Click "Add Component" or "Add Component and Close", depending on whether you’re continuing to add sections or you've finished.
Who is EMV Most Valuable For?
EMV is especially useful for:
PR teams: to demonstrate the value of earned media
Marketing teams: to evaluate brand visibility across channels
Agencies reporting to clients: to translate awareness into a familiar, monetary metric that senior executives can understand
EMV shows both the overall value and the value per channel (such as Instagram, Facebook, X, and web sources including blogs, media outlets, and forums).
Thanks to its advanced functionality, you can also compare the value generated by owned media (your own channels) with that of earned media (mentions from others), making client reporting clearer and more persuasive.
All you have to do is tick off owned media from your Brand Monitoring Trackers to see only mentions that are generated by other accounts.
How to Use EMV Effectively
For best results:
Track EMV trends over time to measure campaign impact.
Compare platforms’ EMV to identify high-performing channels.
Benchmark your brand against competitors.
Combine EMV with sentiment and reach for better context.
🤓 EMV works best as a comparative and directional metric, not a standalone KPI.

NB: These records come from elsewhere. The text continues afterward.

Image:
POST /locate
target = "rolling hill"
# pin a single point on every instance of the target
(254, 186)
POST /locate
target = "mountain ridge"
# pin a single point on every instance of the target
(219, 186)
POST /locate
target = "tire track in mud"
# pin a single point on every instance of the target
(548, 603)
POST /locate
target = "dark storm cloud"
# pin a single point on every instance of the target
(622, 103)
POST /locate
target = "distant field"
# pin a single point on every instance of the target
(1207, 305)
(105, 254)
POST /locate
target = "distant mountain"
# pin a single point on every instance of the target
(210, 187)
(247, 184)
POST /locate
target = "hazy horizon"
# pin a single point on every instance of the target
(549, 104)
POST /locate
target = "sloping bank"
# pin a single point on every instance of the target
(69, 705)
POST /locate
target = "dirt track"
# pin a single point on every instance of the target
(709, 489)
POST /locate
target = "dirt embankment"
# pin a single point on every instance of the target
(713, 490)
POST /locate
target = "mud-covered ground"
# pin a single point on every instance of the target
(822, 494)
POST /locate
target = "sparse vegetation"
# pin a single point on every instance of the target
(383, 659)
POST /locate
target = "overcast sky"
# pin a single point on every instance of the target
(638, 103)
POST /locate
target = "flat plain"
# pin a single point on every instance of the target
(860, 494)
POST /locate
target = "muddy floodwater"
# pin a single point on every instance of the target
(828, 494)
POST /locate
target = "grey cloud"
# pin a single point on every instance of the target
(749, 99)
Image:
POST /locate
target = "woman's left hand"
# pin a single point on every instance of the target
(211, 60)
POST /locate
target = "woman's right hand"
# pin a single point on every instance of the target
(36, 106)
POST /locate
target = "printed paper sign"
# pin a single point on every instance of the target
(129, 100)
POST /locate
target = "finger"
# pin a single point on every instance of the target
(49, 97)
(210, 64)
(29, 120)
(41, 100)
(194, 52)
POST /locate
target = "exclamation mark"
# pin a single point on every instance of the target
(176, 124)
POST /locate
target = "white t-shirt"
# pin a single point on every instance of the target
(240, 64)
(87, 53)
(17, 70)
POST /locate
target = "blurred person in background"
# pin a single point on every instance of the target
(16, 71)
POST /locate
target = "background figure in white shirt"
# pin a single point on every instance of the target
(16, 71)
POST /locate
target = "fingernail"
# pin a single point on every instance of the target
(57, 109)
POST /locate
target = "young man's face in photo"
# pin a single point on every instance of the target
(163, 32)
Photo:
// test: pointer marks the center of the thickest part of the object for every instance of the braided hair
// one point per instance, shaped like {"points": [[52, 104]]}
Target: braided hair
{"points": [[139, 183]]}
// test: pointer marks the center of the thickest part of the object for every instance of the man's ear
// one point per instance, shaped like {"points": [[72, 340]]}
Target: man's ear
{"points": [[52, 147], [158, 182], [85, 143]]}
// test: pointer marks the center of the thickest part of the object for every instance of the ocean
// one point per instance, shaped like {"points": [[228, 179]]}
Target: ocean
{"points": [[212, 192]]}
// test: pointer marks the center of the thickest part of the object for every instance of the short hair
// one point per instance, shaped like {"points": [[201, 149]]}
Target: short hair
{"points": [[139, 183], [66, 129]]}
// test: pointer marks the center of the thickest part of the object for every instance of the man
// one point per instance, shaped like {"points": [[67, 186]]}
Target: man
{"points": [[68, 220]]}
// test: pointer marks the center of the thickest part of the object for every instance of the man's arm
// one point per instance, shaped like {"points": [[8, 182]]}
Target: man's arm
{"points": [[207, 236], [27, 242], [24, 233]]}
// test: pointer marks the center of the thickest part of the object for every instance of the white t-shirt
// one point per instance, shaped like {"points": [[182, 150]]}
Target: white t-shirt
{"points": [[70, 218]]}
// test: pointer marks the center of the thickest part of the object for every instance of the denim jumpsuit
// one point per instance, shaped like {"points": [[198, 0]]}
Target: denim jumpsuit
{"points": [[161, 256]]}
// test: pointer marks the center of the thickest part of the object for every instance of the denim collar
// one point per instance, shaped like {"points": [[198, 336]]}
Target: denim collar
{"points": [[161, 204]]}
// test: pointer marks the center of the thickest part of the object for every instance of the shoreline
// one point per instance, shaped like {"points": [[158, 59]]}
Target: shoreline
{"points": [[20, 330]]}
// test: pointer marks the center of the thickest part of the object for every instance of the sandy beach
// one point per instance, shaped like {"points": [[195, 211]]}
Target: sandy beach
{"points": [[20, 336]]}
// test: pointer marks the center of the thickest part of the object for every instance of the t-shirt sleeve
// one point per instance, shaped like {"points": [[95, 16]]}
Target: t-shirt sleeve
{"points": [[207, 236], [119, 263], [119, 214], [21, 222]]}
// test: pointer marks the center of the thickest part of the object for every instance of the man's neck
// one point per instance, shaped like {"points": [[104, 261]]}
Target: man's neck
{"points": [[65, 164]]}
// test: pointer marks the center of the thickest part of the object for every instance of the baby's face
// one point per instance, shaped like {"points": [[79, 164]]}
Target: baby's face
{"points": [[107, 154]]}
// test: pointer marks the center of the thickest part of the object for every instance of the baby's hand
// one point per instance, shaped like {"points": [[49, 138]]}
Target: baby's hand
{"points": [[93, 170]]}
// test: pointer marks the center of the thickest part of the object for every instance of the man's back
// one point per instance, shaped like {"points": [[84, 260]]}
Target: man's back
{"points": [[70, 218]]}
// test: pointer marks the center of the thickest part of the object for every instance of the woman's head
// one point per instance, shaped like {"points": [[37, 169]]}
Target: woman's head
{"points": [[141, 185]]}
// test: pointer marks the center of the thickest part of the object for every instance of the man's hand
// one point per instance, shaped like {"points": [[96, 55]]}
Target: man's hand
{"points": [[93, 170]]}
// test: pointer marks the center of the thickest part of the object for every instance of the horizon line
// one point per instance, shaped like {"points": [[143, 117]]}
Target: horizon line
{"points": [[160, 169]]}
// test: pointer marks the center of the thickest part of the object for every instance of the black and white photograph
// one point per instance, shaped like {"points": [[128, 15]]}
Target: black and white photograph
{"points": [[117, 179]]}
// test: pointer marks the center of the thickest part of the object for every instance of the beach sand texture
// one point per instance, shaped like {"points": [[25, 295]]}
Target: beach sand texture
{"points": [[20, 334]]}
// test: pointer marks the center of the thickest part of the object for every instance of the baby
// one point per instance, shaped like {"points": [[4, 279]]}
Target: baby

Understand the Limitations of EMV
While Earned Media Value is a useful benchmark, it’s important to understand what it measures and what it does not:
EMV is an estimate, not actual revenue or advertising spend.
It reflects visibility and impact, not conversions or sales.
Sentiment is factored into the EMV calculation, meaning positive, neutral, and negative mentions do not contribute equally.
Niche audiences and smaller communities may generate lower EMV despite being highly relevant.
For best results, EMV should be used as a directional metric, combined with sentiment analysis, reach, engagement, and qualitative insights from mentions themselves.